I am waiting for my husband and he is late. This is annoying because we have tickets to go and see a show and he promised me he would be home by now but he is not because he is squeezing, Squeezing is a term I coined some time ago to describe a particular behaviour that my husband does, so that I could describe it with a relatively inane word rather than expletives.
My husband, like, I suspect, many men of his age, is a creature of habit. He likes to do the same things at the same time every day. He finds his routines soothing, comforting. They provide stability and security in a word which I render chaotic by my random and varied approach. The more chaotic I get, the more he adheres to his routines, but it is also perversely true that if I attempt to superimpose a routine or a control of my own upon his, then he counters with more fevervent adherance.
Usually if we go into town for an event, we go by train. This is so that we can have a drink and not have to get cabs – which my husband hates unless it is his idea to get one. I do not mind travelling by train at all and I do not mind the outward journey either, but the return one, later at night with any number of alcohol-affected people sharing the carriages is one I do not enjoy. I would rather pay for the cab and have a peaceful ride home.
Tonight, I have decided to drive because I am not drinking at the moment and there is a large carpark under the theatre where we will be.

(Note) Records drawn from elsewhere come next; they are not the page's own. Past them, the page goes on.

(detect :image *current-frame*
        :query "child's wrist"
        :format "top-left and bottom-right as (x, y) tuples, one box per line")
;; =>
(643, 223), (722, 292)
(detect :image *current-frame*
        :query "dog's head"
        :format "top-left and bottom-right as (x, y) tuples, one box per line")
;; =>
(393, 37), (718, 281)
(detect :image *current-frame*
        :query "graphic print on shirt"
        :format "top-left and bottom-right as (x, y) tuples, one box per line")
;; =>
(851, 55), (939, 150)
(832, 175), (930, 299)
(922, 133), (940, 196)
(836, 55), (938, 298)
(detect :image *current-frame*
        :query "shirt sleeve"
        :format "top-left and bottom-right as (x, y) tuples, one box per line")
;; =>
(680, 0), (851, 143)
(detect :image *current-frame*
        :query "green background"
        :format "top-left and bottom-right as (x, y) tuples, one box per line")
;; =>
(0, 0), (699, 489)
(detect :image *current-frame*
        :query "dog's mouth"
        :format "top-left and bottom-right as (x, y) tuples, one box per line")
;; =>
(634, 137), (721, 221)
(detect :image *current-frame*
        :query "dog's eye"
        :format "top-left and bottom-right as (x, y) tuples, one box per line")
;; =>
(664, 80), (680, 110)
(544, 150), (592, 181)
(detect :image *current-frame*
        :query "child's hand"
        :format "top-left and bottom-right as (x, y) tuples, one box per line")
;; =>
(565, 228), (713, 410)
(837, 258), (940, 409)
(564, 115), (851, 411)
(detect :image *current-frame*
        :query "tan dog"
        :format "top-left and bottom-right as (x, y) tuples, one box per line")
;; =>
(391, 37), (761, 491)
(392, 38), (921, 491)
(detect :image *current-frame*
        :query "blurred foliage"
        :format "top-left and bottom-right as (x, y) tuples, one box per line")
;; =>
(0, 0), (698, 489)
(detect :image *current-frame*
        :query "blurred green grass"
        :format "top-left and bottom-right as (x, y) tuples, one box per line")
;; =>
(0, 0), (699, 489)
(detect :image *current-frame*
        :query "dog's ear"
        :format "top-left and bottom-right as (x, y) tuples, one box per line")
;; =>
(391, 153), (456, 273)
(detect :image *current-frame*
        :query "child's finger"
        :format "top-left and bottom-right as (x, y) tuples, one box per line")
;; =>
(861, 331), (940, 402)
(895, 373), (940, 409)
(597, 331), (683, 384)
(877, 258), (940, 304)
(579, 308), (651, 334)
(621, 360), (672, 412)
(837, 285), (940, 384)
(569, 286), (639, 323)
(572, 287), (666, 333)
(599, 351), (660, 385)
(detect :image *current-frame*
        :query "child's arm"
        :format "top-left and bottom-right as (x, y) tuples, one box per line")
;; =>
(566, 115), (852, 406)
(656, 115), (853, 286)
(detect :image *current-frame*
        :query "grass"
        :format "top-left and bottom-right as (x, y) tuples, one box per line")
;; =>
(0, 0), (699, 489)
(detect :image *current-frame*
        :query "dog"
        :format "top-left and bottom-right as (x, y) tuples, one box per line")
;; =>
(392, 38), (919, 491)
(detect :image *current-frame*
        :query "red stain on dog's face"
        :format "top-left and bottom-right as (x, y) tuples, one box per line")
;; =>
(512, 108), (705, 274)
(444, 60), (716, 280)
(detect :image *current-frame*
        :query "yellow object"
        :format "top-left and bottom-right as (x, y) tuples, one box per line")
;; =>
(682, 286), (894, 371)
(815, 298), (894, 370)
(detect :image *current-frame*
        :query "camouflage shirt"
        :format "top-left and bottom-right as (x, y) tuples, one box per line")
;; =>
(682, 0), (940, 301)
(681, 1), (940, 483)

We can drive in, park, buy a pre paid ticket so we do not have to queue after the show to pay and then come home without a row about cabs or a journey with an angry drunk person.
My husband usually goes out in the evening for a couple of pints, but instead of staying home after work, maybe having a nap because he started early and relaxing into the evening, he has elected to go out anyway to try and fit his normal night out into two hours on top of going out later. He is squeezing.
I find this behaviour perplexing but it seems to make perfect sense to him and as long as he can manage it it is fine, but it will make him tired and it is already making us late, because he is already half an hour later coming home than he told me he would be, which has put me in a bad mood.
Wouldn’t it be nice to be able to have a sort of mood shower that you could go through coming into or out of the house, so that you could wash away all the tensions that you bring from work and feel totally free as you cross the threshold? And to have one for the way out as well, so that if you are left feeling tense while at home, you could just shake it off on the way out.
My husband has returned while I have been typing this. He has ironed a shirt and will be ready in a few minutes. He is very good at a quick turn around, I guess from many years’ practice at squeezing. If I do not post this I will be the one running late, so I will post and close my eyes for just a second on my way out to the car, as I visualize walking through a mood shower. Wish me luck.